The pathophysiology is complex. Regardless of the method of kidney injury (i.e., diabetes, hypertension, or glomerular disorders), once kidney damage has occurred, a cascade of events ensues.[24][25]

  • In response to kidney injury, there is thought to be an increase in intra-glomerular pressure with glomerular hypertrophy, as the kidney attempts to adapt to nephron loss to maintain constant glomerular filtration.

  • An increase in glomerular permeability to macro-molecules such as transforming growth factor-beta (TGF-beta), fatty acids, pro-inflammatory markers of oxidant stress, and protein may result in toxicity to the mesangial matrix, causing mesangial cell expansion, inflammation, fibrosis, and glomerular scarring.

  • Additionally, kidney injury results in an increase in angiotensin II production, causing an upregulation of TGF-beta, contributing to collagen synthesis and kidney scarring within the glomerulus.

  • Both the structural alterations and accompanying biochemical, cellular, and molecular changes seem to account for progressive kidney scarring and loss of kidney function.

  • All forms of CKD are also associated with tubulo-interstitial diseases; the exact mechanism of injury is not known, but is thought to be secondary to a reduction in blood supply in addition to an infiltration of lymphocytes and inflammatory mediators that result in interstitial fibrosis and tubular atrophy.

Classification

Kidney Disease: Improving Global Outcomes (KDIGO) classification[1]​​

KDIGO classifies CKD based on cause (C), glomerular filtration rate category (G), and albuminuria category (A).

  • Cause is ascertained from history (e.g., diabetic kidney disease, hypertensive nephrosclerosis).

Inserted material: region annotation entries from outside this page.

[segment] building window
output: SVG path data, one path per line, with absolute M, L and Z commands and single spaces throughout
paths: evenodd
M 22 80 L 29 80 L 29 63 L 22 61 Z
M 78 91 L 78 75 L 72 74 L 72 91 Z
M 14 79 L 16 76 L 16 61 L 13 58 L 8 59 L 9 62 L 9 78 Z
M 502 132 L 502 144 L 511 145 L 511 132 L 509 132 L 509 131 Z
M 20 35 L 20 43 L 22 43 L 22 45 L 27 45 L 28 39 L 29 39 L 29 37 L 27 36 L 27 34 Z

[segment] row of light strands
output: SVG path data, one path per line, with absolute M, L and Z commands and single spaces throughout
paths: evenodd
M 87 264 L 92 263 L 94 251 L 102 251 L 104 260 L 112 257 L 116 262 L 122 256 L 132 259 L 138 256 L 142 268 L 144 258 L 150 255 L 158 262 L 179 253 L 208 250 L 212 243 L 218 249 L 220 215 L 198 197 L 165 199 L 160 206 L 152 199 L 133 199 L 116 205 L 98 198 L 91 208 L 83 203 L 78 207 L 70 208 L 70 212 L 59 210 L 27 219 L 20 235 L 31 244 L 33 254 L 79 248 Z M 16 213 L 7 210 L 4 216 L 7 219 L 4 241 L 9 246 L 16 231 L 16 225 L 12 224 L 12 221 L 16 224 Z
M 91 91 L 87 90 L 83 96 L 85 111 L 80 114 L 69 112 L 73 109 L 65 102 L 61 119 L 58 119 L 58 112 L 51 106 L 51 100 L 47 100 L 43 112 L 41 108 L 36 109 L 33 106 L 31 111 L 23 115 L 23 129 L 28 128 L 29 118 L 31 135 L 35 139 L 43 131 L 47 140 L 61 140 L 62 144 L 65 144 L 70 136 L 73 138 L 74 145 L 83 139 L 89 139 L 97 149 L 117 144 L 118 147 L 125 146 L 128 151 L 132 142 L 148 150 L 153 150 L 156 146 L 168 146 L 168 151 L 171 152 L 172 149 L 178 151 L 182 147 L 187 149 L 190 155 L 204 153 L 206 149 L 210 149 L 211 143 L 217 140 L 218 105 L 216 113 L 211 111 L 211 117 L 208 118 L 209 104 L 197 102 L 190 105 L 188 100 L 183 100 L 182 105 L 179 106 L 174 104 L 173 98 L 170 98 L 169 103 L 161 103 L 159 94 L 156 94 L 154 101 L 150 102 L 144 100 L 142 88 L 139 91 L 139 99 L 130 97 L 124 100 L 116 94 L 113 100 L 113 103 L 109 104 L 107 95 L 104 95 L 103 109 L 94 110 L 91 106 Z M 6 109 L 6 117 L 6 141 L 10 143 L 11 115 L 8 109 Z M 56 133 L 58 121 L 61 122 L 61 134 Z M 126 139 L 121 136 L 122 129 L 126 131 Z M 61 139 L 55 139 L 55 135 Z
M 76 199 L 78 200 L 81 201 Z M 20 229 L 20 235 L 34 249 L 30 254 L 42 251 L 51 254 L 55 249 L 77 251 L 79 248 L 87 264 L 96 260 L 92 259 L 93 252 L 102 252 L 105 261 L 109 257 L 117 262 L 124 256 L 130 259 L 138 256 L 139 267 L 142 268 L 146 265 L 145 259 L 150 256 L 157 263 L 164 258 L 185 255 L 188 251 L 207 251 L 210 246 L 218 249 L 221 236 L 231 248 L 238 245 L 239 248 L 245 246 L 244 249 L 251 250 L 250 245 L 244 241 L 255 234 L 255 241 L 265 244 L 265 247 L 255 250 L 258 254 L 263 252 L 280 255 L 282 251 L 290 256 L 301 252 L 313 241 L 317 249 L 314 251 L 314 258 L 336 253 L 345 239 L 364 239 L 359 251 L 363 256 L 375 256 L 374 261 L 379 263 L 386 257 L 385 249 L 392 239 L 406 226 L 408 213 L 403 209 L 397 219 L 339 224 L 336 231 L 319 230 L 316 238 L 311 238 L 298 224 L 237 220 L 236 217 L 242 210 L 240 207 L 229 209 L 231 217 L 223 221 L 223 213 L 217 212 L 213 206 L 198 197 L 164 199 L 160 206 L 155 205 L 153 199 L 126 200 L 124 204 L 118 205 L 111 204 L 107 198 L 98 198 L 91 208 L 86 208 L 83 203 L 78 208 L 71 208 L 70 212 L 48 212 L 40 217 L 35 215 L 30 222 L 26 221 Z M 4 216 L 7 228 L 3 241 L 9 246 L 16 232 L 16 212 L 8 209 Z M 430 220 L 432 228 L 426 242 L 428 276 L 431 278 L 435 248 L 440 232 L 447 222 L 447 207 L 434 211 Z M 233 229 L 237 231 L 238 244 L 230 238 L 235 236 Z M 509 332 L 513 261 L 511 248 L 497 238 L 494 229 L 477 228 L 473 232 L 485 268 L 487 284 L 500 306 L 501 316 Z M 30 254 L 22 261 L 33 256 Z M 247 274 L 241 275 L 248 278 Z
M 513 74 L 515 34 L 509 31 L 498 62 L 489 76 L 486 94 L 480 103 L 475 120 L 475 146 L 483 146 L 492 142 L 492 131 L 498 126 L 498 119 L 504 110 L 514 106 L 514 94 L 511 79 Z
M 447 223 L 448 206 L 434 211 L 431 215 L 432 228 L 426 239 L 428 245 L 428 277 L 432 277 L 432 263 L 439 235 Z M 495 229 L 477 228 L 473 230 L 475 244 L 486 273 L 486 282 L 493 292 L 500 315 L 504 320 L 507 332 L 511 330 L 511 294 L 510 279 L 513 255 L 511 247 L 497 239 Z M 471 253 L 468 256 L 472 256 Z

  • Glomerular filtration rate (GFR) category is based on GFR (mL/minute/1.73 m²):

    • G1 GFR ≥90: normal or high

    • G2 GFR 60-89: mildly decreased

    • G3a GFR 45-59: mildly to moderately decreased

    • G3b GFR 30-44: moderately to severely decreased

    • G4 GFR 15-29: severely decreased

    • G5 GFR <15: kidney failure.

  • Albuminuria category is based on albumin excretion rate (AER) or albumin to creatinine ratio (ACR):

    • A1 AER <30 mg albumin/24 hours or ACR <3 mg/mmol (<30 mg/g): normal to mildly increased

    • A2 AER 30-300 mg albumin/24 hours or ACR of 3-30 mg/mmol (30-300 mg/g): moderately increased

    • A3 AER >300 mg albumin/24 hours or ACR >30 mg/mmol (>300 mg/g): severely increased.

In the absence of evidence of kidney damage, neither G1 nor G2 fulfils the criteria for CKD.